Can you look out your window at all of the cars driving by and pick out which ones will go on to drive out of state later today?
No.
In the same way, ‘terrorist only’ communications cannot be singled out. They have to capture everything.
How did I get this idea?
Because it’s what Alberto Gonzalez said!!
In recent Senate testimony, he explained that the controversy was over DATA MINING, becuase the wiretap program is so extensive that it captures everything without a warrant. They have to go in and search the data.
Stop saying this is only to capture terrorist phonecalls. Why? Because it puts our party on the defensive. It makes us sound like we’re trying to deny or justify. We shouldn’t have to. We need to say simply “Yes! We ARE wiretapping EVERYONE and SO WHAT.”

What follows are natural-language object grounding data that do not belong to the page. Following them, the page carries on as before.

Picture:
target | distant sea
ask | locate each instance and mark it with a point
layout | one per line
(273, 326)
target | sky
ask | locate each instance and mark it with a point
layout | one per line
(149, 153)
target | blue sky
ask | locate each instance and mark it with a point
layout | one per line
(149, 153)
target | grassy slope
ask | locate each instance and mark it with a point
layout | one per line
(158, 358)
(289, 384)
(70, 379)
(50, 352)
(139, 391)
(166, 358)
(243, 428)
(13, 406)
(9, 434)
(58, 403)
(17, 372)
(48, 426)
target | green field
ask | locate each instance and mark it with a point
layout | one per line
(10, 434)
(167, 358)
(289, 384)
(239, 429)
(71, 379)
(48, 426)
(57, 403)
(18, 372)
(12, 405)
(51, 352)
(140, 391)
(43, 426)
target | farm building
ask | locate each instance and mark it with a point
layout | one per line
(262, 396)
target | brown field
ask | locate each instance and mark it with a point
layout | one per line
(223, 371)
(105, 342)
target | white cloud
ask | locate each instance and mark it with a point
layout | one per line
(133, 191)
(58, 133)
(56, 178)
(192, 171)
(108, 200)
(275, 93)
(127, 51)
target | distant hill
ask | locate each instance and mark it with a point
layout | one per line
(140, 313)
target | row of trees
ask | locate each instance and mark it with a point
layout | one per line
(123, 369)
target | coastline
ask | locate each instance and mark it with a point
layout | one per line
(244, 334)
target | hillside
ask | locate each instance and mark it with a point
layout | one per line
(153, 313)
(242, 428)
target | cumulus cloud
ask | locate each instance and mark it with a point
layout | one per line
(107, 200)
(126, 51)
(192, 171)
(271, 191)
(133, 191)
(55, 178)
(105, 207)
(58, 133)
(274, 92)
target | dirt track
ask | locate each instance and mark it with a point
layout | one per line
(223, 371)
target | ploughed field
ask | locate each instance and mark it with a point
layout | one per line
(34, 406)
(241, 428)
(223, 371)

The Fourth Amendment only calls for warrants because searches are usually conducted to investigate and prosecute crimes. If no crime was committed, why should people worry if their phonecalls get logged? More than likely no one will actually listen to those calls, so who cares?

We need to stand up as a party and start owning what we’re doing to this country in our ceaseless efforts to keep it safe and start saying “so WHAT, Democrats? You gonna demand we follow the letter of the law on the Bill of Rights, a 200+ year old document (that ironically so many liberals want to change to fit their liking) or that we do what we need to to prevent a repeat of 9/11?”

Of course, it doesn’t help that so many lefties think we deserved 9/11 to begin with, but it’s easy to find out which ones are which: if they crow endlessly about “The Bill of Rights” or “The Fourth Amendment,” then they’re probably with the “well, we deserved it” camp.